Python Operator Usage Notes

Operator Usage Notes

In Python 2.X only, value inequality can be written as either X != Y or X <> Y. In Python 3.X, the latter of these options is removed because it is redundant.

In Python 2.X only, a backquotes expression X works the same as repr(X), and converts objects to display strings. In Python 3.X, use the more readable str() and repr() built-in functions instead.

In both Python 3.X and 2.X, the X // Y floor division expression always truncates fractional remainders, and returns an integer result for integers.

The X / Y expression performs true division in 3.X (always retaining remainders in a floating-point result), and classic division in 2.X (truncating remainders for integers) unless 3.X’s true division is enabled in 2.X with from future import division or Python option -Qnew.

The syntax [….] is used for both list literals and list comprehension expressions. The latter of these performs an implied loop and collects expression results in a new list.

The syntax (….) is used for tuples and expressions, as well as generator expressions — a form of list comprehension that produces results on demand, instead of building a result list. Parentheses may sometimes be omitted in all three constructs. When a tuple’s parentheses are omitted, the comma separating its items acts like a lowest-precedence operator if not otherwise significant.

The syntax {….} is used for dictionary literals. In Python 3.X and 2.7, it is also used for set literals, and both dictionary and set comprehensions; use set() and looping statements in 2.6 and earlier.

The yield and ternary if/else selection expressions are available in Python 2.5 and later. The former returns send() arguments in generators; the latter is a shorthand for a multiline if statement. yield requires parentheses if not alone on the right side of an assignment statement.

Comparison operators may be chained: X < Y < Z produces the same result as X < Y and Y < Z, but Y is evaluated only once in the chained form.

The slice expression X[i:j:k] is equivalent to indexing with a slice object: X[slice(i, j, k)].

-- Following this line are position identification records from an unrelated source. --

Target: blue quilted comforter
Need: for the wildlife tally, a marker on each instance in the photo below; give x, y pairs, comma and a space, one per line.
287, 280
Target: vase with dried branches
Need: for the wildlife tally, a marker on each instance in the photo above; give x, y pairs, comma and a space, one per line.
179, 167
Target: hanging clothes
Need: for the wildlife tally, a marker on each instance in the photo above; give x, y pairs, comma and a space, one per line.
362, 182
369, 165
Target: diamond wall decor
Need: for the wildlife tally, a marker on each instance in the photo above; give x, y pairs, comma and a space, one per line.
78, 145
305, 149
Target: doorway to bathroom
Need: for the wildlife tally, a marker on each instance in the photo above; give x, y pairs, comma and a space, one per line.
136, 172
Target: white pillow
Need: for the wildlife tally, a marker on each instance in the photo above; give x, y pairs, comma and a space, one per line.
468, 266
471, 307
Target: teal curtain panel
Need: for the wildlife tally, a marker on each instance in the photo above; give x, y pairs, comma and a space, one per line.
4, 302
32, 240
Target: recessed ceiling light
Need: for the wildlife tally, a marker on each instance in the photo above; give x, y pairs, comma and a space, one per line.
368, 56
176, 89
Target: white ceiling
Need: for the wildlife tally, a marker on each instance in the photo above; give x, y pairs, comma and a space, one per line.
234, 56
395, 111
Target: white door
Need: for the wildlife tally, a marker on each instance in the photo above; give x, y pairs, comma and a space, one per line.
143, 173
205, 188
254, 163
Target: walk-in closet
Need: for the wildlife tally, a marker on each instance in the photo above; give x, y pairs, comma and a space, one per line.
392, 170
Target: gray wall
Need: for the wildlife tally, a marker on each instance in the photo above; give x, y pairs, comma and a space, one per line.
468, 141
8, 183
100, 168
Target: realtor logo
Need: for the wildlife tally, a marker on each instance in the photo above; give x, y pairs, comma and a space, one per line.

In Python 2.X, magnitude comparisons of mixed types are allowed — converting numbers to a common type, and ordering other mixed types according to the type name. In Python 3.X, nonnumeric mixed-type magnitude comparisons are not allowed and raise exceptions; this includes sorts by proxy.

Magnitude comparisons for dictionaries are also no longer supported in Python 3.X (although equality tests are); comparing sorted(adict.items()) is one possible replacement in 3.X.

Call expressions allow for positional and keyword arguments, and arbitrarily large numbers of both; see The Expression Statement and The def Statement for call syntax.

Python 3.X allows ellipsis (literally, …, and known by built-in name Ellipsis) to be used as an atomic expression anywhere in source code. This may be used as an alternative to pass or None in some contexts (e.g., stubbed-out function bodies, type-independent variable initialization).

Although uncertain at this writing, Python 3.5 or later may generalize the *X and **X star syntax to appear in data structure literals and comprehensions, where it will unpack collections into individual items, much as it currently does in function calls. See The Assignment Statement for more details.